Jakarta (Riaunews.com) – Badan Pusat Statistik (BPS) memperkirakan puncak inflasi Ramadan tahun ini akan terjadi pada Maret 2026, seiring awal Ramadan yang diperkirakan jatuh pada pertengahan Februari 2026. Pola waktu dimulainya bulan suci dinilai sangat memengaruhi pergerakan inflasi bulanan.
Deputi Bidang Statistik Distribusi dan Jasa BPS, Puji Ismartini, menjelaskan bahwa jika Ramadan dimulai di awal bulan, inflasi biasanya terkonsentrasi dalam satu bulan penuh. Sebaliknya, jika dimulai di pertengahan atau akhir bulan, tekanan inflasi cenderung terbagi ke dua bulan. Pola ini disebut konsisten berdasarkan data inflasi lima tahun terakhir.
Puji mencontohkan Ramadan 2023 yang dimulai pada 23 Maret, di mana inflasi muncul pada Maret namun puncaknya terjadi pada April. Berbeda dengan Ramadan 2025 yang dimulai pada 1 Maret, inflasi Maret 2025 tercatat mencapai 1,65 persen dan menjadi yang tertinggi dalam lima tahun terakhir karena berlangsung satu bulan penuh.
Untuk 2026, dengan Ramadan diperkirakan mulai pertengahan Februari, BPS menilai pembacaan inflasi harus merujuk pada pola historis tersebut, dengan potensi puncak tekanan harga terjadi pada Maret.
Sementara itu, Sekretaris Jenderal Kementerian Dalam Negeri (Sekjen Kemendagri) Tomsi Tohir mengingatkan bahwa inflasi menjelang Lebaran merupakan fenomena tahunan. Namun, kenaikan yang berlebihan dinilai tidak wajar dan harus dikendalikan.

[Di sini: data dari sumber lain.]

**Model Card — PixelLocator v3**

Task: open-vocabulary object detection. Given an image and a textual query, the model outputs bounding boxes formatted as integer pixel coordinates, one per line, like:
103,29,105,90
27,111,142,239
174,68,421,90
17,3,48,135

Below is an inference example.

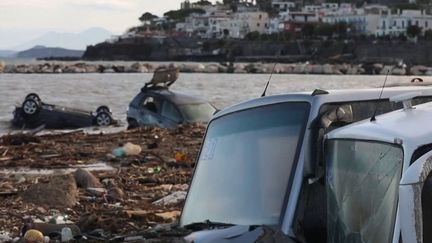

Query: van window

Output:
326,139,403,243
161,101,182,122
421,173,432,242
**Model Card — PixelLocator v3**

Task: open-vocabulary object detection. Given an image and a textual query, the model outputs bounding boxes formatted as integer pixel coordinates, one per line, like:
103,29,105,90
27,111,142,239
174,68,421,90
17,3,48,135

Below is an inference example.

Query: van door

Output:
399,151,432,243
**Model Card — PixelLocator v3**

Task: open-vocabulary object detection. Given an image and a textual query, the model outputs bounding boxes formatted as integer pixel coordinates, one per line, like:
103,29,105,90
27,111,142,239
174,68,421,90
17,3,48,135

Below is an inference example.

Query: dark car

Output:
12,93,117,129
127,86,217,128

Tomsi menyoroti inflasi Lebaran 2025 yang melonjak hingga 1,6 persen, jauh di atas inflasi bulanan normal sekitar 0,3 persen. Pemerintah, kata dia, akan melakukan langkah pengendalian harga menjelang dan selama periode Lebaran guna mencegah lonjakan harga yang tidak wajar di berbagai komoditas.